Composed of predominantly veteran talent—their average age of 30 was the oldest in the league—the team proved to be inherently more susceptible to injury, and was routinely unable to hang on an athletic level with spryer opposition.
The approach, as their final win-loss tally could attest, simply did not work.
While the roster is yet to be finalized, the combination of last season’s shoddy results and Ham’s fresh coaching philosophy have led to a complete rebuild of the depth-chart from the ground up this summer.
Despite each one bringing a different set of skills to the table, there is a clear through-line between the team’s five free-agent signings thus far: they are all both young and athletic.
With an average of just 25, the new Lakers will be tasked with giving the club with a much-needed transfusion of fresh blood to liven up what was quickly becoming a stale style of basketball.
The first order of business in accomplishing this according to both players and coaches is to run — a lot.
“I think the biggest thing is just for us to be able to play fast. That’s the biggest thing that we’ve been talking about,” Troy Brown Jr. — who is still just 22 years old — told reporters during his introductory press conference.
He continued, stressing how he can help his new team maintain a high tempo of play, “Just being able for me to get rebounds and outlet or being able to push the ball and then just spreading the floor and giving guys space. So I think all that kind of runs together and that’s definitely been talked about a lot.”
Aspects like pace, speed and floor manipulation in transition have proven to be major points of emphasis during the initial round of press conferences for those joining the franchise. This widely stated modus operandi likely serves as a direct reaction to the previous regime’s play.
According to the league’s tracking data, the Lakers ranked 29th in terms of average speed (4.25 mph) on offense last season. They also traveled the third fewest miles on that end, and were tied for dead last in overall average speed (4.01 mph).
In contrast, their free-agent additions’ average speed on offense last season was 4.52 mph (for context, this was the exact number the Phoenix Suns posted which ranked 10th last year) and their overall average speed was 4.18 mph.
This shift in athleticism is something the team hopes could pay dividends in multiple areas, including help make Ham’s 4-out 1-in offense hum.
“It starts with guys sprinting to the corners offensively,” Ham stated when discussing how he plans to optimize his new system.
“Once we get a stop, we’re sprinting to the corners, flattening the defense. If there’s an overloaded side — meaning three guys on the weak side — that middle guy is slashing to the rim. We want to put immediate threats on the corner threes and an immediate threat at the rim.”
Ham’s description of where his players need to go, and the immediacy at which they have to get there, is an example of how the inclusion of more speed could directly correlate to better floor spacing in particular.
“Sprinting” to the corners naturally puts a defense on their heels, and collapsing the middle leaves the opposition having to pick their poison in which direction their help needs to scramble toward.

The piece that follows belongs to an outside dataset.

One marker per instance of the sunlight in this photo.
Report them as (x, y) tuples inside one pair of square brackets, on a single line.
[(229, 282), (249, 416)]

A proposition that gets dicier when the likes of LeBron James and Anthony Davis are involved.
This attention to detail when it comes to early and half-court offense, not only should optimize LeBron James, Davis, and (potentially) Russell Westbrook’s gravity, but also, help keep them fresh through 82 games, according to Ham.
“We’re not just throwing the ball at LeBron, throwing it at Russ. ‘Here AD, take it,’” Ham detailed when assessing what impact the team’s free-agent signings will have.
“Providing that space, providing that speed, getting stops on the defensive end, turning those into easy transition buckets or open looks and early offense I think will pay big dividends in terms of keeping our team healthy, keeping our team united and together, and lightening the load so we get stronger as the season gets longer.”
Opening up, and more importantly, diversifying the Lakers’ offense will be a welcome sight after the stagnation that occurred last year.
According to the league’s Synergy data, the Lakers posted the third-highest isolation frequency last season (10 per contest), and ranked in the mere 58th percentile in terms of efficiency.
Outside of a dependence on one-on-one basketball, the team’s other scoring chances and general approach also lacked direction and fluidity.
The Lakers were tied for ninth in terms of longest time per possession, and 16th in dribbles per touch as they were often found pounding the air out of the ball in hopes of an opening presenting itself. Something they need to refrain from this go-around if they want to improve their 23rd ranked offensive rating.
It is often unwise and dangerous to lean too far into one direction when it comes to roster building. Fast and young versus slow and experienced, being just one example. The Lakers learned this firsthand, and appear to be attempting to soup up their engine after falling below the speed limit last season.
The inclusion of younger and quicker players will not magically unlock the offense or lead to overnight success, but it is a step in the right direction if Ham’s philosophy and the front office’s shift in direction is to be trusted.
Although there are likely still moves to be made before we can make out the full picture of what the roster’s identity will be, the Lakers’ offseason approach thus far seems to have them primed to let their (young) legs do the heavy lifting.